# overdrive off light on



## bobbiann2 (Dec 2, 2005)

I have a 2003 Frontier with automatick transmission. the gear selector has a button on the side to turn on/off overdrive. The near the odometer a display either lights up reading ODO (overdrive off) or not. This display is illuminated and you can tell that the overdrive is off when driving.

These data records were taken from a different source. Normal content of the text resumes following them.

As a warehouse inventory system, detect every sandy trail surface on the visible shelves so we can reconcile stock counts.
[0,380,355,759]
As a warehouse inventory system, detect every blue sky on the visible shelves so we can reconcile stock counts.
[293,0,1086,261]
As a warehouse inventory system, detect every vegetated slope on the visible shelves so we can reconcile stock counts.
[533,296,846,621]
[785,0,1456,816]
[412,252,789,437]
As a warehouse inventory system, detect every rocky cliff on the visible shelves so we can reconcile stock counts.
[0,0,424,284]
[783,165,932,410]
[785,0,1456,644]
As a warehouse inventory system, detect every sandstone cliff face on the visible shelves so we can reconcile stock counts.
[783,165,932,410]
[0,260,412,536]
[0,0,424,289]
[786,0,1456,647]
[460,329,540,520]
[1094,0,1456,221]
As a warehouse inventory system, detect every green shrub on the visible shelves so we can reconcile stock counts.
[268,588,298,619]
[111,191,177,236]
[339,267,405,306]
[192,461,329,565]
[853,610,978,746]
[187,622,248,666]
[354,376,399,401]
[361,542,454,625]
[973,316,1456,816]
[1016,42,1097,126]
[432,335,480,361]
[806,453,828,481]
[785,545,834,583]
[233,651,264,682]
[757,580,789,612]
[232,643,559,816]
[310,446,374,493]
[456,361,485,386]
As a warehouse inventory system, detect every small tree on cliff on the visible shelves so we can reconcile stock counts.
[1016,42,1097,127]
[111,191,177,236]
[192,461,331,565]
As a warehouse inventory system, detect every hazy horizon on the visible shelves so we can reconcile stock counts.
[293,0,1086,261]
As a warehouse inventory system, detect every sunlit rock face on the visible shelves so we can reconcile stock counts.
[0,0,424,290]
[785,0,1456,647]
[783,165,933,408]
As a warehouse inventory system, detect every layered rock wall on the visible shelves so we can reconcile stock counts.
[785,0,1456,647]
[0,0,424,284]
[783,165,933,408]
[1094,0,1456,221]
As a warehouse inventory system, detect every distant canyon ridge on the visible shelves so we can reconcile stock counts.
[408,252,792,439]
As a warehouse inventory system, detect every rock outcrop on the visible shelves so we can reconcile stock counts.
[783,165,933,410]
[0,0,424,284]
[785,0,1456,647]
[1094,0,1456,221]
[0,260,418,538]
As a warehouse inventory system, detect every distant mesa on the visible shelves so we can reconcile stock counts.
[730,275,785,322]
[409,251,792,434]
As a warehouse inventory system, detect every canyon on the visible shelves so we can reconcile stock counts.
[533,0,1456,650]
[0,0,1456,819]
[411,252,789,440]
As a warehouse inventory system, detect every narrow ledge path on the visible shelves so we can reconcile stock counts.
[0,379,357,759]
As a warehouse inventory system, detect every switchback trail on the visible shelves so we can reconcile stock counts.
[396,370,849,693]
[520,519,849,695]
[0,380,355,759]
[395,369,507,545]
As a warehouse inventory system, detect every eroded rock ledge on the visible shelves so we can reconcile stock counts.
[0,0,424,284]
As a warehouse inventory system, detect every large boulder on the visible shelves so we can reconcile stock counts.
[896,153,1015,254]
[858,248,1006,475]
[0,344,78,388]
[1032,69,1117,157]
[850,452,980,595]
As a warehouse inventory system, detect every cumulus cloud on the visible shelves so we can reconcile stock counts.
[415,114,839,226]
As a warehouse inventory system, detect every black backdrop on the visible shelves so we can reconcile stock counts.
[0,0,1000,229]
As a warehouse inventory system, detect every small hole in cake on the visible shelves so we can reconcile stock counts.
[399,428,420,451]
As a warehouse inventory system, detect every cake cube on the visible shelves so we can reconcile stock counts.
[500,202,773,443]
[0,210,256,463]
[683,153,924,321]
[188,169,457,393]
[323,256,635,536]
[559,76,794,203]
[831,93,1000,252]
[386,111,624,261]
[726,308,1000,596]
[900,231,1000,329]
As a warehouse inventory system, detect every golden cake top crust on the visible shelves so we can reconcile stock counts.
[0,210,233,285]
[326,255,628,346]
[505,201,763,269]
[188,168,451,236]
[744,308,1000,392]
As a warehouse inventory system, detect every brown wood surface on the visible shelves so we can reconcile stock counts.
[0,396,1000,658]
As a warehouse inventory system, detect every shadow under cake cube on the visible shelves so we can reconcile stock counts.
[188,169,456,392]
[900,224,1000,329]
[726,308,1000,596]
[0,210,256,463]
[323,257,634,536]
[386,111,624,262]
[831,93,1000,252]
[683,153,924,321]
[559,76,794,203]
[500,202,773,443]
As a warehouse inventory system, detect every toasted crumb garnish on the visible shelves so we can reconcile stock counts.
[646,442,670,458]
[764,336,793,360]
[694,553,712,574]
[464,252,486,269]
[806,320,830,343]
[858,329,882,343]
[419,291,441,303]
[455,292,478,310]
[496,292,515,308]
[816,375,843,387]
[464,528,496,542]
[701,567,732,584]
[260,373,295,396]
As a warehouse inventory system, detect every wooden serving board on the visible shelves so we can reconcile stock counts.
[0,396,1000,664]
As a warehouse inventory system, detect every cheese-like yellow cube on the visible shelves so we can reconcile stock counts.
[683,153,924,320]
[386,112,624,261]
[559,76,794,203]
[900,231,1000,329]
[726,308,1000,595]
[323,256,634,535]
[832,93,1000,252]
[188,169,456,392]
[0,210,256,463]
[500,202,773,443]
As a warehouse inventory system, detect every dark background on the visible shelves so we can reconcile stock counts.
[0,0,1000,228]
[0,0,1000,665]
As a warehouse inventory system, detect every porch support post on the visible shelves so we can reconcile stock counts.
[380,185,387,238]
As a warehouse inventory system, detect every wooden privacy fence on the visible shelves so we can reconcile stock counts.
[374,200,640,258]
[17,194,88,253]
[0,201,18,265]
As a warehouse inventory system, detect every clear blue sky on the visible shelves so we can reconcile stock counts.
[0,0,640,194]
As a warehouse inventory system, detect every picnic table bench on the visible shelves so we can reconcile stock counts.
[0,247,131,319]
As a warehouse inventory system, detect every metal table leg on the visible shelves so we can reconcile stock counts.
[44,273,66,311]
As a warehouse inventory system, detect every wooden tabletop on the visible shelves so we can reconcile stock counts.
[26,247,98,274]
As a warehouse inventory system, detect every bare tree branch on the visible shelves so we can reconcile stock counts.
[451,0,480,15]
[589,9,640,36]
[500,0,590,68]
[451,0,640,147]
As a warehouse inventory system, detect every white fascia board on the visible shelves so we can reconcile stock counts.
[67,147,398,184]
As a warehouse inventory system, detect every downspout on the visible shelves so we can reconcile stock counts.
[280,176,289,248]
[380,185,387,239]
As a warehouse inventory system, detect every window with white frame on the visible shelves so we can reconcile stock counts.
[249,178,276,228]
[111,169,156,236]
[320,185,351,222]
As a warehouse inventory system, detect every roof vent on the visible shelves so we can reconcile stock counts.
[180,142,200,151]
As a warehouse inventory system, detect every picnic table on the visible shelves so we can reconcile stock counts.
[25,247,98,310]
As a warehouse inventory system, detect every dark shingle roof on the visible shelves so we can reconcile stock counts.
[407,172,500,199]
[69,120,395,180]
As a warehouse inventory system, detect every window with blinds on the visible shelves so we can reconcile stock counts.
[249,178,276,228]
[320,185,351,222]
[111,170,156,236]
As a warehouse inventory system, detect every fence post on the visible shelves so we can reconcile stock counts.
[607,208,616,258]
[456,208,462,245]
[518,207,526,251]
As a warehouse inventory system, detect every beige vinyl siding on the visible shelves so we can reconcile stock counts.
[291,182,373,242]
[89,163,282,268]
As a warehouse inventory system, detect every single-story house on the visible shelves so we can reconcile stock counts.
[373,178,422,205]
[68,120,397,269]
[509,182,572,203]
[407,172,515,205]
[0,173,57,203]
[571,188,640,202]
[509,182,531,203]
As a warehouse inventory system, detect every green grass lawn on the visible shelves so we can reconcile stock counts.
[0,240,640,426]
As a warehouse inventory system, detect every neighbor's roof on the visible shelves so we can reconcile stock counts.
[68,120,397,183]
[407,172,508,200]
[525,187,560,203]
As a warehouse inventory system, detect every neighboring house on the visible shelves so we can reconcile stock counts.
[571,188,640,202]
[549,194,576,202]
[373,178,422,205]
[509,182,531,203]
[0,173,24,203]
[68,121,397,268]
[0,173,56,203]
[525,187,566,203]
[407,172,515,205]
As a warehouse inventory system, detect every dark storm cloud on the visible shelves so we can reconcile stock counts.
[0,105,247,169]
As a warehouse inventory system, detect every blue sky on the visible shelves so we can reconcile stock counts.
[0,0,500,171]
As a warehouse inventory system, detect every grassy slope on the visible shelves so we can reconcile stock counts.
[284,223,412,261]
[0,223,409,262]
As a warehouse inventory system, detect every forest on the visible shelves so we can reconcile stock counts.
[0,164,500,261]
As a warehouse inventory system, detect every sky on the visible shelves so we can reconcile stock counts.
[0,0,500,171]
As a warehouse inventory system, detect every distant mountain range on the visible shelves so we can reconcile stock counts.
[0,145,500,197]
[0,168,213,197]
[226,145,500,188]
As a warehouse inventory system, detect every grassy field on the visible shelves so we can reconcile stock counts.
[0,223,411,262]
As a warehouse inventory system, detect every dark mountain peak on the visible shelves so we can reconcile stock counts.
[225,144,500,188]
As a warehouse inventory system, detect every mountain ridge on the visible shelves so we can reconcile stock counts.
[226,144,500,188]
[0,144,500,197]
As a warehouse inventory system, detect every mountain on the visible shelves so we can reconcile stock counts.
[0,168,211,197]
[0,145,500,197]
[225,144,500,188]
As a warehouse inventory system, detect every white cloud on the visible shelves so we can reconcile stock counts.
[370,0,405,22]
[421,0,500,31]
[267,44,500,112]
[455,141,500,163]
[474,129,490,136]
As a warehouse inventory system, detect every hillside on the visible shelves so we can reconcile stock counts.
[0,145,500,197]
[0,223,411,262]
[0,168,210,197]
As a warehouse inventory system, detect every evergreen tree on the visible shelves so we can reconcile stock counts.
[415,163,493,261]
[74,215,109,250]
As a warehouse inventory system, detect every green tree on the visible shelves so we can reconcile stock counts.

Any suggestions on 
1) how this works
2) how to properly operate the gear selector/button. :cheers:


----------



## dvdswanson (Nov 6, 2005)

simply,when you turn on the OD the sw sends a signal to the tranny which opens a valve to allow fluid into the T/C to basicly lock it to the imput shaft so it is equal to a 1:1 ratio. operating is strickly driver preference, owner's manuals will suggest that OD is to be used for highway driving or speeds above 45. towing or mountain driving not using OD because the tranny would hunt for gears up and down and overheat it. if you do alot of wheelin', towing or mountain driving I would suggest to get a tranny cooler, it will help keep the tranny cool and lengthen the life as well and servicing the filter and fluid.


----------



## bobbiann2 (Dec 2, 2005)

*o/d switch*



dvdswanson said:


> simply,when you turn on the OD the sw sends a signal to the tranny which opens a valve to allow fluid into the T/C to basicly lock it to the imput shaft so it is equal to a 1:1 ratio. operating is strickly driver preference, owner's manuals will suggest that OD is to be used for highway driving or speeds above 45. towing or mountain driving not using OD because the tranny would hunt for gears up and down and overheat it. if you do alot of wheelin', towing or mountain driving I would suggest to get a tranny cooler, it will help keep the tranny cool and lengthen the life as well and servicing the filter and fluid.



So is it safe to say this switch on the selector lever is a normally closed switch?


----------



## dvdswanson (Nov 6, 2005)

without actually looking it up I couldn't tell you if it was a NC or a NO sw. the sys could be set up either way.


----------



## bobbiann2 (Dec 2, 2005)

*hello*

:cheers:


dvdswanson said:


> without actually looking it up I couldn't tell you if it was a NC or a NO sw. the sys could be set up either way.



Thank you for the help


----------